Perhaps more impressive than quantity was investor quality. As you can see in the image above, we enjoyed participation from the very best venture funds and angel investors in London, Berlin and Paris. We’ve learned time and time again that one of the best predictors in company success leaving the Launch programme is the quality of investors a team can get on their cap table.

“Being first time founders in a very early company stage (e.g. pre-product, pre-revenue), many investors are quite skeptical about you — especially in Germany and in the slow moving, complex space of Industry 4.0. However, EF’s investor month changed our momentum. After Demo Day, we had so many great and genuinely excited VCs in our pipeline (that contacted us, not vice versa), that it was us who could decide which investors to speak to and which not.
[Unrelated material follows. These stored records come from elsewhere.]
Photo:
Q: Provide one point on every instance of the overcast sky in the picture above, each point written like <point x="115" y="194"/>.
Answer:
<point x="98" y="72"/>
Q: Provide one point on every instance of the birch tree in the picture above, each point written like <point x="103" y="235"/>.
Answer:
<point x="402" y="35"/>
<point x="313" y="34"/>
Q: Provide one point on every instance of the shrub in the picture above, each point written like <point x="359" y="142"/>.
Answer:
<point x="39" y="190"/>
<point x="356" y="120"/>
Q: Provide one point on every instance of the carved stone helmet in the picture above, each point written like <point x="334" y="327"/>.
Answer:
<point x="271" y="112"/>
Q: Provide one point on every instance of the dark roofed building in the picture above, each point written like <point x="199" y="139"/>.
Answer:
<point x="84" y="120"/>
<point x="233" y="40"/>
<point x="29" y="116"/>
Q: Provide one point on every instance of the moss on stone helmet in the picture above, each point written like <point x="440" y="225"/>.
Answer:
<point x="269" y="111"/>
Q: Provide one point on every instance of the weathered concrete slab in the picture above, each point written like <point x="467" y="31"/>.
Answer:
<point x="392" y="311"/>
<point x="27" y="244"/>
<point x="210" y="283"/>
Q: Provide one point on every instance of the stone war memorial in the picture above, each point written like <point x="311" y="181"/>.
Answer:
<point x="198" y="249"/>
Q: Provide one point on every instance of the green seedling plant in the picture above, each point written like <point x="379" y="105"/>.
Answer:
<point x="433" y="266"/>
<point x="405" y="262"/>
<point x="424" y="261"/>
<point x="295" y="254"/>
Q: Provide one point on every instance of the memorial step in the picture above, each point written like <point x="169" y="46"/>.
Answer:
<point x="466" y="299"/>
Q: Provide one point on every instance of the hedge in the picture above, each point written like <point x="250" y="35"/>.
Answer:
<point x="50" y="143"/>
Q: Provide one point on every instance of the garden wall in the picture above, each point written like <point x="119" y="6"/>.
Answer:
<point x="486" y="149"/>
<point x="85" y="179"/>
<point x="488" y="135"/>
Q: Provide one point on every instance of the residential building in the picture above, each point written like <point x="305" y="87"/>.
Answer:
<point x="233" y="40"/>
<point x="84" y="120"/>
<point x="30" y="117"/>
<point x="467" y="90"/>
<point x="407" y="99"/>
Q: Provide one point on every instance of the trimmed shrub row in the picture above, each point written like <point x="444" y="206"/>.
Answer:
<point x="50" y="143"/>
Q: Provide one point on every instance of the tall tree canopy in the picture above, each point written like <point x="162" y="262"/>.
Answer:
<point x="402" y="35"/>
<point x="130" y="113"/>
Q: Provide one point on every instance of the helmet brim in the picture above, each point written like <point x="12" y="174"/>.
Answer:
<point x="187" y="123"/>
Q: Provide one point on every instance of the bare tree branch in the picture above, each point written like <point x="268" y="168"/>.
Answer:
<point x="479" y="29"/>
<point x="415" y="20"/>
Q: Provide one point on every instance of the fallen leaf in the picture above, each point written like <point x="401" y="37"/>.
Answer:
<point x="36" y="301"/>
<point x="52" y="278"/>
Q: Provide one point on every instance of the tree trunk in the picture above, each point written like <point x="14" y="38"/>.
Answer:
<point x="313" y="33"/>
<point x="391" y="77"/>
This ultimately enabled us to raise a seed round in a relatively short period of time, with a relatively high valuation, from the best investors across Europe. My co-founder and I would have never expected this to happen, and EF deserves most of the credits for it.” — Europe11 Founder

What we learned

  1. Investors are cross-border curious: A core belief of Launch is that the best founders deserve the best capital. Geographic border be damned! It’s for that reason we structured Investor Month in the staggered approach you see above. We wanted to mitigate the risk of investors or founders not being able to sit down face-to-face due to scheduling conflicts. In this approach, any investor taking part in Investor Month had the opportunity to meet with any team from the cohort, regardless of home city. Overall we saw a healthy mix of geographic investor appetite. Berlin investors led the way with an average “non-local” selection ratio of 71% (i.e. they saw teams from London or Paris). London followed with a 31% ratio and Paris with 25%. This analysis is partially flawed in that we have 2x the number of teams from London vs. our other locations, but directionally it is positive to see such cross-border interest.
  2. Seed is still local: While still early in the fundraising cycle we do see a strong preference for backing teams in home markets. VCs and angels alike all aspire to be high conviction, value add investors and at the seed stage that tends to be heavily dependent on relationship. Since forming and managing relationships are far far easier with the benefits of proximity, this preference for local investing comes as no surprise. What’s comforting and exciting is the willingness of many investors to mitigate this risk by co-investing. We’re seeing a record number of co-lead deals on the table and expect that to continue. Entrepreneur First is in a great position to help connect like-minded investors and would welcome any opportunity to help build a stronger and more collaborative Europe venture ecosystem.
  3. Thematic office hours are a big hit: Europe11 features a very large number of life science companies, more than ever before. To support those teams and their unique fundraising needs, we spun up a Life Science Office Hours Day in Paris in late April. This was an enormous hit for investors and founders alike. We’ll likely roll out more of these in the next cycle to create a more effective and efficient experience for all.

What comes next

We still have several weeks before we can full take stock of this cohort’s fundraising cycle, but early indicators suggest that Investor Month is coming back. I would expect we’ll do a bit less on the “single city” approach and run more cities in parallel to increase our investor capacity. At the same time we’ll likely increase the number of sector-focused days in cities to enable strong connections. Our immediate focus will remain with supporting our Europe11 companies close their rounds, but early planning for Europe12 is already underway. Pre-booking for the next cycle’s Investor Month will kick off in late July so investors….watch your inbox!

Executing such a multi-variable operation is no small task and we would not have been successful if it wasn’t for the tireless effort of my team. Thank you to Caroline McGrath, Ferdinando Sigona, Ana Lucia Buckman, Dominik Diak and Pippy James for making this incredibly complex effort into a well-oiled machine.